Companies such as retail brokers, index providers and stock exchanges will "inevitably" suffer lower revenues in the years ahead, according to Sebastian Lyon, who runs the £4.1bn Troy Trojan fund.

He said investors were keen on financial services companies in these sectors as they felt trends, such as the decline in the number of employers offering defined benefit schemes, pension freedoms and ageing populations, meant such businesses were about "secular growth", that is, capable of growing over the long term regardless of the economic cycle.

For instance, fund manager Nick Train, who runs the £1.2bn Finsbury Growth and Income trust, invests in the London Stock Exchange Group, Hargreaves Lansdown, and other businesses, for these reasons.

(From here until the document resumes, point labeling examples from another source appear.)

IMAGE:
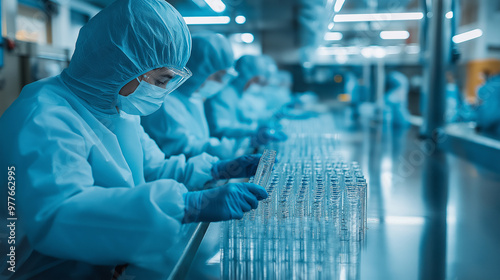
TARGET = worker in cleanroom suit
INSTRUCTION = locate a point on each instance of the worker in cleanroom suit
(396, 99)
(93, 193)
(180, 126)
(224, 110)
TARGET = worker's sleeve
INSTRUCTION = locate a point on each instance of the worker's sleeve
(67, 216)
(193, 173)
(223, 120)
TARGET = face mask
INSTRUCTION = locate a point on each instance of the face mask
(210, 88)
(145, 100)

Mr Lyon himself has for many years maintained a distinctly cautious outlook for the global economy, to the extent that he has about £200m of the fund’s capital invested in gold bullion, traditionally a defensive asset class.

However, Mr Lyon's ultra cautious approach has negatively impacted the performance of his trust. In the five years to 29 August, the fund has returned 27 per cent, compared with 44 per cent for the average fund in the IA Flexible Investment sector in the same time period.

Investors generally place a higher value on secular growth businesses than on "cyclical" companies, that is, companies which grow as the wider economy grows.

But Mr Lyon warned financial services businesses should more properly be viewed as cyclical businesses that have grown in recent years due to the value of the assets growing, and the asset growth is the result of economic policies which will change.

He said when the performance of economies changes, the value of assets held on platforms and by wealth managers will fall, and as a consequence, the revenues of such businesses will fall.

Mr Lyon’s comments come in light of data compiled by consultancy firm The Lang Cat, which shows assets held on UK platforms were £528.8bn at the end of June 2018, a ten per cent increase.

This increase came despite inflows onto those platforms being 15 per cent lower than in the same period in 2017, indicating the asset growth for those businesses came as a result of asset price rises.